BLOG POST #7 Share a brief summary of the podcast you listened to. What are YOUR key takeaways? What do you want us to know? How does this connect to social justice youth work as described by Clemons?
The podcast I listened to was Freedom Readers: Why Kids Should Learn About Racism. The focus of the podcast is to emphasize the nation's reality, and if we are taught the truth, we will be able to act on it appropriately. With literature being withheld from students, it withholds our education of an ugly past. Controlling what people read has been a productive way to stop us. The podcast was an interview between Kimberlé Crenshaw and Ibram X. Kendi is a author of six books for adults and 5 books for children.

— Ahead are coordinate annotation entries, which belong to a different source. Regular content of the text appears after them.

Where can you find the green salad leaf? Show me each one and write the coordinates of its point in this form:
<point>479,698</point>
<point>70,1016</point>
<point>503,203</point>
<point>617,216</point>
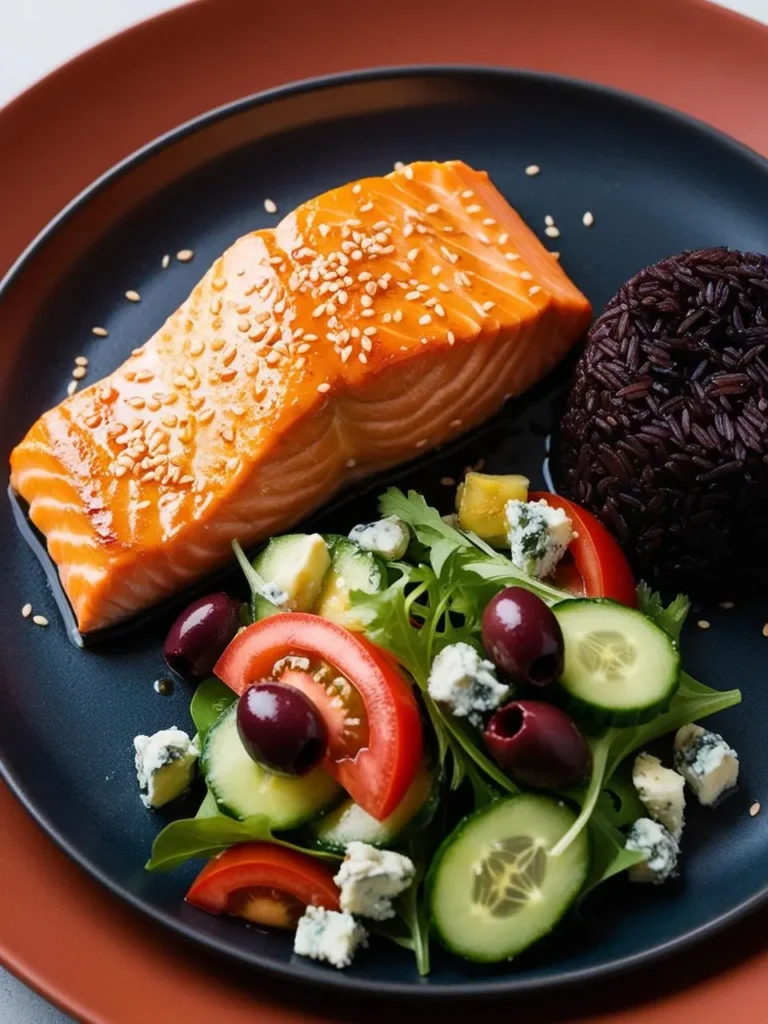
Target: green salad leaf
<point>210,834</point>
<point>210,699</point>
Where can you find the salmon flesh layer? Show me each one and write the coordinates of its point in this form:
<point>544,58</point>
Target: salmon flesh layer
<point>374,323</point>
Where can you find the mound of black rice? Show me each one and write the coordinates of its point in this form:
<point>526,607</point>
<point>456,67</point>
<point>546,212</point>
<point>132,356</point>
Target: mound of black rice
<point>666,431</point>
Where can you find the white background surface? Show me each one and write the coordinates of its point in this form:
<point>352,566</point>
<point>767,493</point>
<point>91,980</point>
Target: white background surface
<point>36,36</point>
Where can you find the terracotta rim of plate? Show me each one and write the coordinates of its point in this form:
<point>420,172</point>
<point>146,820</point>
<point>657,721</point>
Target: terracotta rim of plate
<point>136,86</point>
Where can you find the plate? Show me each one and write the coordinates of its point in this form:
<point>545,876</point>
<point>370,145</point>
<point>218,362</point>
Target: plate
<point>656,183</point>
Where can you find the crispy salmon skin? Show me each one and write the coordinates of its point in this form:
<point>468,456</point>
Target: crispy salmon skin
<point>374,323</point>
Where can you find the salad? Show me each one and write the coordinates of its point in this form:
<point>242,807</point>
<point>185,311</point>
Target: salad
<point>433,729</point>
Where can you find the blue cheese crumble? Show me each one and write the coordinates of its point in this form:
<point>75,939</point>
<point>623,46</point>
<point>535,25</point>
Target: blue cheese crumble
<point>330,936</point>
<point>659,848</point>
<point>165,765</point>
<point>388,538</point>
<point>465,683</point>
<point>662,792</point>
<point>370,879</point>
<point>709,765</point>
<point>539,536</point>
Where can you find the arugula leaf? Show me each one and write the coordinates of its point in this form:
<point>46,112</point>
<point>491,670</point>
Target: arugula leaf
<point>210,699</point>
<point>205,836</point>
<point>608,853</point>
<point>672,617</point>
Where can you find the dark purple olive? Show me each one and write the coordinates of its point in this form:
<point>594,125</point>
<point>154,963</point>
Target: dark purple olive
<point>539,744</point>
<point>200,635</point>
<point>522,637</point>
<point>281,728</point>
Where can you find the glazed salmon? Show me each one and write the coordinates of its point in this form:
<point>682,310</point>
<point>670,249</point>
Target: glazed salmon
<point>373,324</point>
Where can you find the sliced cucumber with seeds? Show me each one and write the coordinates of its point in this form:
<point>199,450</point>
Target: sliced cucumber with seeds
<point>348,822</point>
<point>351,568</point>
<point>493,889</point>
<point>294,566</point>
<point>242,787</point>
<point>621,669</point>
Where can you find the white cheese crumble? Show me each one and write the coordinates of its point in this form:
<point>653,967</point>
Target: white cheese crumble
<point>165,765</point>
<point>662,792</point>
<point>370,879</point>
<point>660,850</point>
<point>465,682</point>
<point>539,536</point>
<point>330,936</point>
<point>388,538</point>
<point>709,765</point>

The podcast interviewed a student as they learned about CRT I had gotten an glimpse of Rachael Clemons' reading. The act of students at People For Change could help the student who didn't know that the book he picked out was banned and may have allowed him to actively make change happen.
Key takeaways: "Our liberation is as much a matter of who owns our mind as who owns our body", "Black people just want to be free," "illiteracy allows for people to be dooped"
Ibram X. Kendi mentioned how if books in high school and middle school were reflective of his identity, then he would have started reading earlier, and it would have changed his life. The podcast was extremely interesting, they discuss the age range and if young people understand racism, and the truth is they do. With age comes better depth of understanding, non verbal communication shapes our children - we talk when we are not talking. There is battle of unlearning the racism around us and within us. There is a need in having historical analog, and literature and history books naming the history so we can condemn the wrongdoing.
Rachael Clemons discusses SJYD model at the youth organization People for Change, and the podcast connects! The idea of encouraging students to make a voice about issues they deal with first hand in their school or in their district is creating agents of change. Rachael focused on studying participants co constructed knowledge with you people of color to teach about systems of oppression and the history of resistance to provide foundational change in communities. The students were supported by staff at the organization to help identify and facilitate action that would make an impact. The summer workshops on oppression came to my mind when listening to the podcast, it is in a sense Teaching out Critical Race Theory to the students in the org.
Thanks for sharing these reflections and connections, Supriya.